Детство кончилось. Старшие братья связали судьбу с Белым движением, весь 1920 г. семья провела в Крыму. После эвакуации армии Врангеля настала новая эпоха: с мечтой стать египтологом пришлось распроститься. Для дворян (а покойный отец Потапова к тому же был генералом) двери ВУЗ'ов были наглухо закрыты.
Но несмотря ни на что, Потапов продолжал изучать "Кемь" и начал систематически заниматься с лучшим в Севастополе художником Ю.И.Шпажинским. Летом 1928 г. перед душой Михаила Михайловича как бы распахнулись врата времён. "Однажды я вышел в сад нашего севастопольского дома и задумался о судьбе моего любимого фараона, — вспоминает Потапов. — И вдруг как будто всё затуманилось вокруг, и перед моим взором стали возникать, как на экране кинематографа, картины. Я видел спальню умирающего Аменхотепа III, его жену Тейю в кресле рядом с ним… И мне только оставалось зафиксировать это на бумаге.

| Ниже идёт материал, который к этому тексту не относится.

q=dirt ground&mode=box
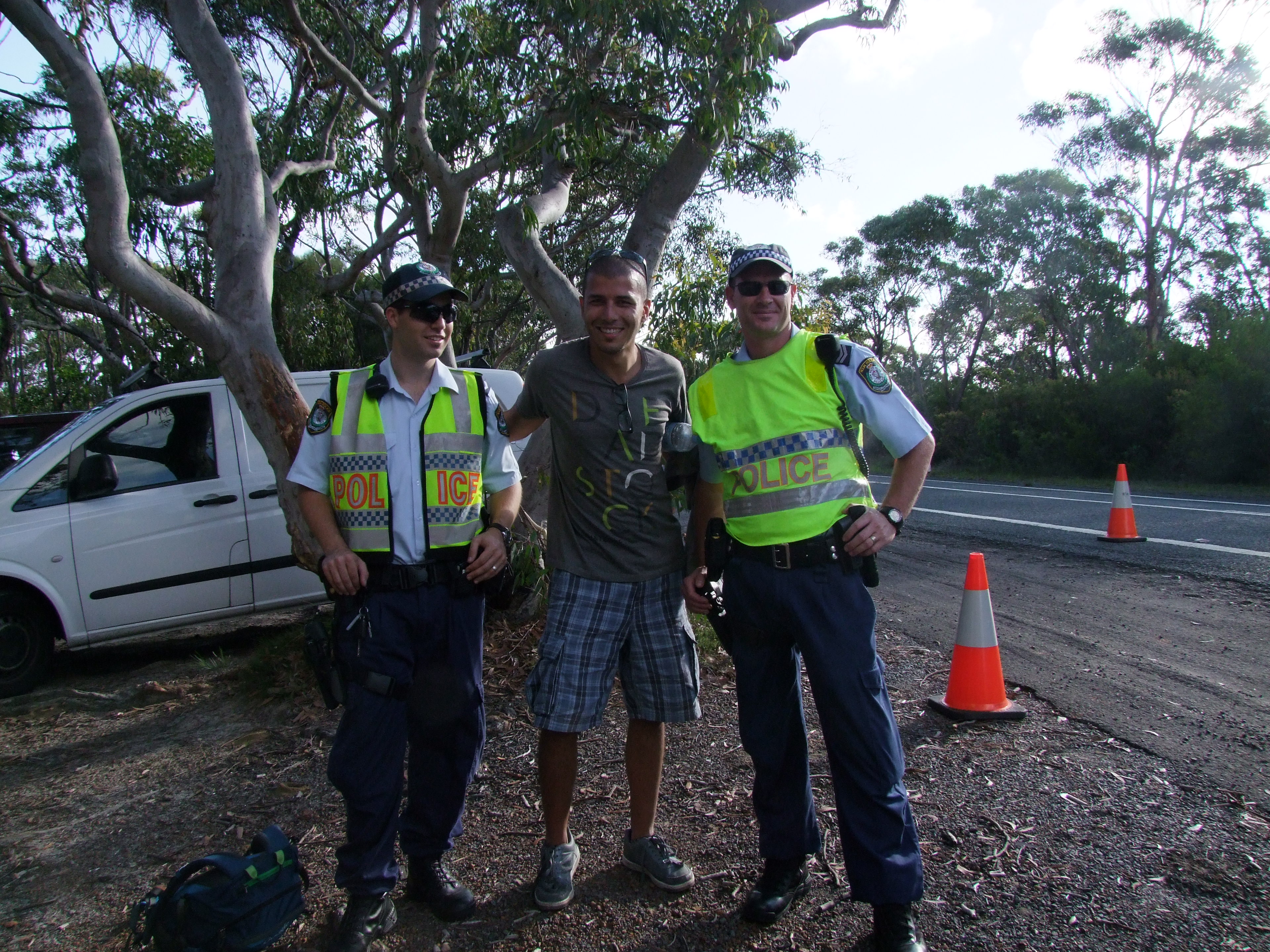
[0,607,1270,952]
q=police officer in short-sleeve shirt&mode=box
[287,263,521,952]
[683,245,935,952]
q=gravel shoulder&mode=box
[0,599,1270,952]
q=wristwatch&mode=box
[487,519,510,559]
[877,505,904,536]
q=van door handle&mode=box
[194,496,237,509]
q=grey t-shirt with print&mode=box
[516,337,691,581]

Так я начал писать книгу ''Солнечный мессия Древнего Египта'' и в 30-х закончил первую часть задуманной трилогии".
На следующий год Потапов приезжает в Ленинград, где его акварели в древнеегипетском стиле увидел любимец Сталина, академик Н.Я.Марр. Изумившись, тот направил молодого человека к крупнейшему тогда египтологу В.В.Струве. "Только древнеегипетские мастера могли создать подобное. Вы — воскресший из мёртвых древнеегипетский художник", — заявил потрясённый учёный и зачислил Михаила в Эрмитаж стажёром. Но над Потаповым довлел злой рок. Призыв в армию и болезнь лёгких помешали ему остаться в Ленинграде.
Затем последовал арест. "Что это у вас всё Египет и Египет? Не собирались уж вы туда бежать?" — спросили при обыске. "Бежать не собирался, но побывать там — моя мечта", — честно ответил Михаил. "Мы вас берём часа на два на Лубянку". "Два часа" растянулись на 5 лет. "Нам известно, что вы говорили, будто Советская власть — власть Антихриста. Что вы на это скажете? — Меня удивляет ваш вопрос. Коль вы боретесь со Христом, так кто же вы? Антихристиане". Однако даже следователи, допрашивавшие Потапова, понимали, что перед ними неординарная личность. Его ни разу не пытали, не били, хотя из своих мнимых "сообщников по подполью" он никого не выдал. Талант спас Михаила Михайловича и в лагере. Последние годы он фактически работал главным художником в театре Беломоро-Балтийского комбината.